A lot of improvements around the networking kselftests have been done this year. At the last Netconf [1], we discussed how these tests were validated on stable kernels from CIs like the LKFT one, and we have some suggestions to improve the situation.
KSelftests from the same version --------------------------------
According to the doc [2], kselftests should support all previous kernel versions. The LKFT CI is then using the kselftests from the last stable release to validate all stable versions. Even if there are good reasons to do that, we would like to ask for an opt-out for this policy for the networking tests: this is hard to maintain with the increased complexity, hard to validate on all stable kernels before applying patches, and hard to put in place in some situations. As a result, many tests are failing on older kernels, and it looks like it is a lot of work to support older kernels, and to maintain this.
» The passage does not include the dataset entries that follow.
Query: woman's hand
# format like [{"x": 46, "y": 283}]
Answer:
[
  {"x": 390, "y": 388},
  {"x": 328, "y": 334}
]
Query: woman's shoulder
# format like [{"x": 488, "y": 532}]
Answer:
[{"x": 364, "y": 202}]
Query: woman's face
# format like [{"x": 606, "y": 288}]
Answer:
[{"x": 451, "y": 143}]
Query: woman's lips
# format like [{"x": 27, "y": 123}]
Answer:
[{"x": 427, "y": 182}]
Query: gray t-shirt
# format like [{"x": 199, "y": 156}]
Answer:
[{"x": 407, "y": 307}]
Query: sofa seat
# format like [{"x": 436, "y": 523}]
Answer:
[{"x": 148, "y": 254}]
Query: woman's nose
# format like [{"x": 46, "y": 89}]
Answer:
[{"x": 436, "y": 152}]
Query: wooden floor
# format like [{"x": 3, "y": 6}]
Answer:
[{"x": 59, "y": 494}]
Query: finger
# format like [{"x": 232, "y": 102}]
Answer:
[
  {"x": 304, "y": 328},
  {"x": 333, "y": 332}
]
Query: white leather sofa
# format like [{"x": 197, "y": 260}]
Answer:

Many networking tests are validating the internal behaviour that is not exposed to the userspace. A typical example: some tests look at the raw packets being exchanged during a test, and this behaviour can change without modifying how the userspace is interacting with the kernel. The kernel could expose capabilities, but that's not something that seems natural to put in place for internal behaviours that are not exposed to end users. Maybe workarounds could be used, e.g. looking at kernel symbols, etc. Nut that doesn't always work, increase the complexity, and often "false positive" issue will be noticed only after a patch hits stable, and will cause a bunch of tests to be ignored.
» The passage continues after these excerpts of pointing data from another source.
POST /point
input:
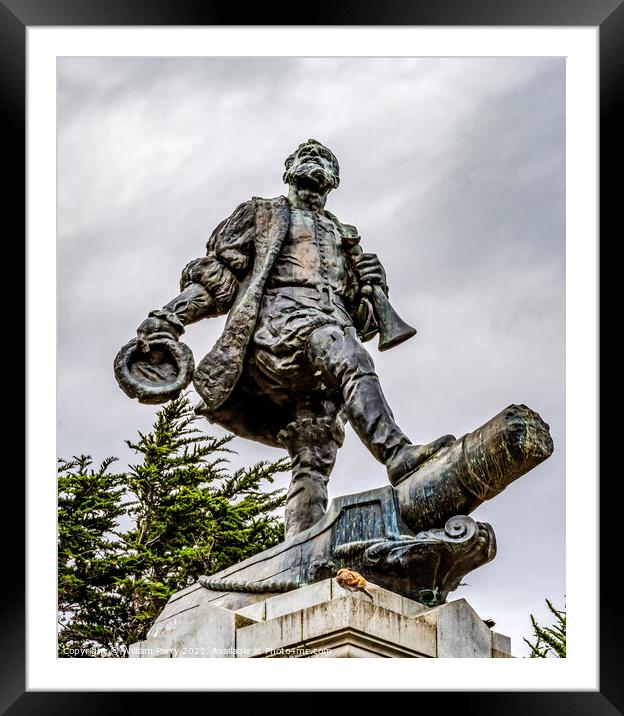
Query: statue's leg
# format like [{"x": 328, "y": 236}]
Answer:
[
  {"x": 312, "y": 443},
  {"x": 345, "y": 363}
]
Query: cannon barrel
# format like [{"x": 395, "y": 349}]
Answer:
[{"x": 474, "y": 468}]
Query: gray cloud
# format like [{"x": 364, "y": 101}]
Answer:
[{"x": 452, "y": 169}]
Regarding fixes, ideally they will come with a new or modified test that can also be backported. So the coverage can continue to grow in stable versions too.
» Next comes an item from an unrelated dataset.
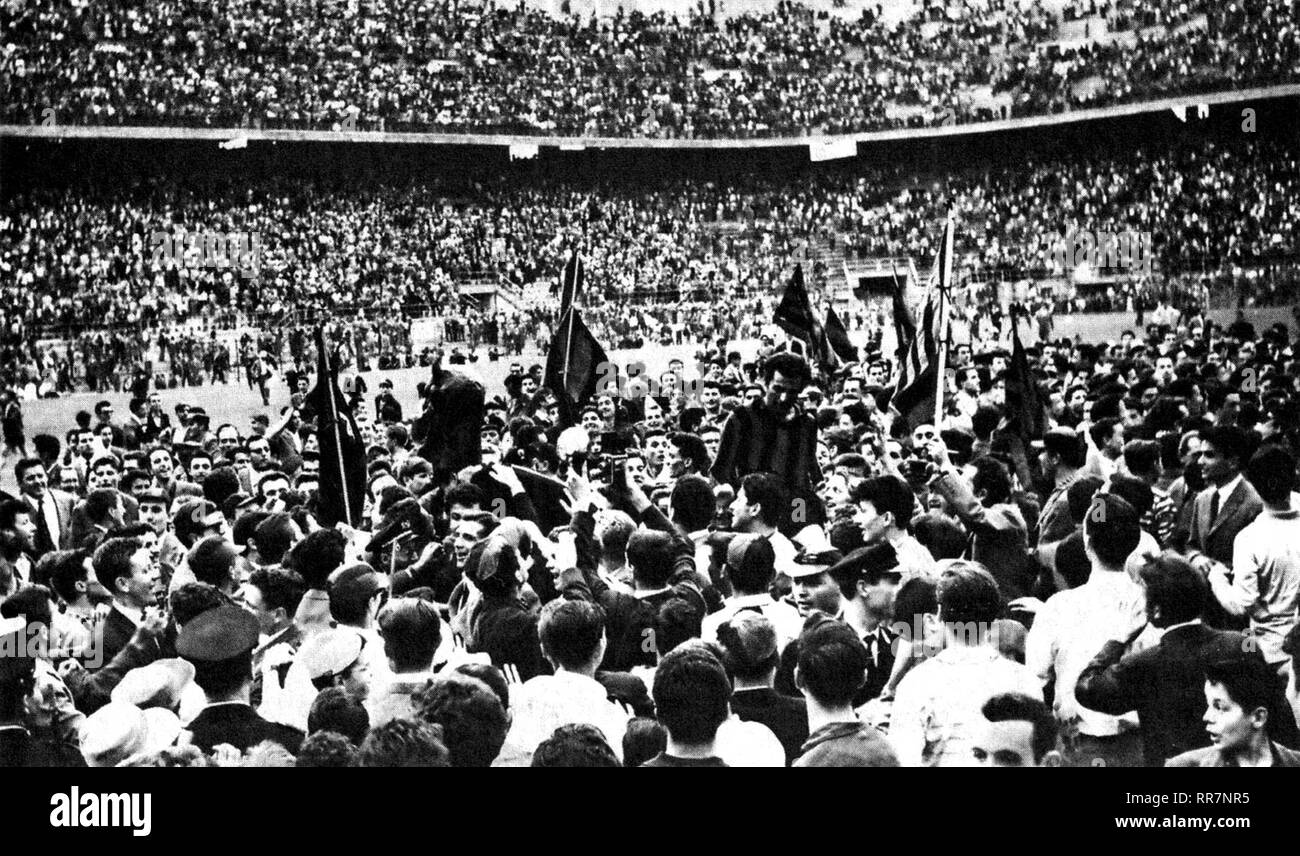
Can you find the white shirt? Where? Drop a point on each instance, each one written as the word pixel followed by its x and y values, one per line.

Do you think that from the kernel v6.12 (or before?), the LKFT CI could run the networking kselftests from the version that is being validated, and not from a newer one? So validating the selftests from v6.12.1 on a v6.12.1, and not the ones from a future v6.16.y on a v6.12.42.
Skipped tests -------------
It looks like many tests are skipped:
- Some have been in a skip file [3] for a while: maybe they can be removed?
- Some are skipped because of missing tools: maybe they can be added? e.g. iputils, tshark, ipv6toolkit, etc.
- Some tests are in 'net', but in subdirectories, and hence not tested, e.g. forwarding, packetdrill, netfilter, tcp_ao. Could they be tested too?
How can we change this to increase the code coverage using existing tests?
KVM ---
It looks like different VMs are being used to execute the different tests. Do these VMs benefit from any accelerations like KVM? If not, some tests might fail because the environment is too slow.
The KSFT_MACHINE_SLOW=yes env var can be set to increase some tolerances, timeout or to skip some parts, but that might not be enough for some tests.
Notifications -------------
In case of new regressions, who is being notified? Are the people from the MAINTAINERS file, and linked to the corresponding selftests being notified or do they need to do the monitoring on their side?
Looking forward to improving the networking selftests results when validating stable kernels!
[1] https://netdev.bots.linux.dev/netconf/2024/ [2] https://docs.kernel.org/dev-tools/kselftest.html [3] https://github.com/Linaro/test-definitions/blob/master/automated/linux/kself...
Cheers, Matt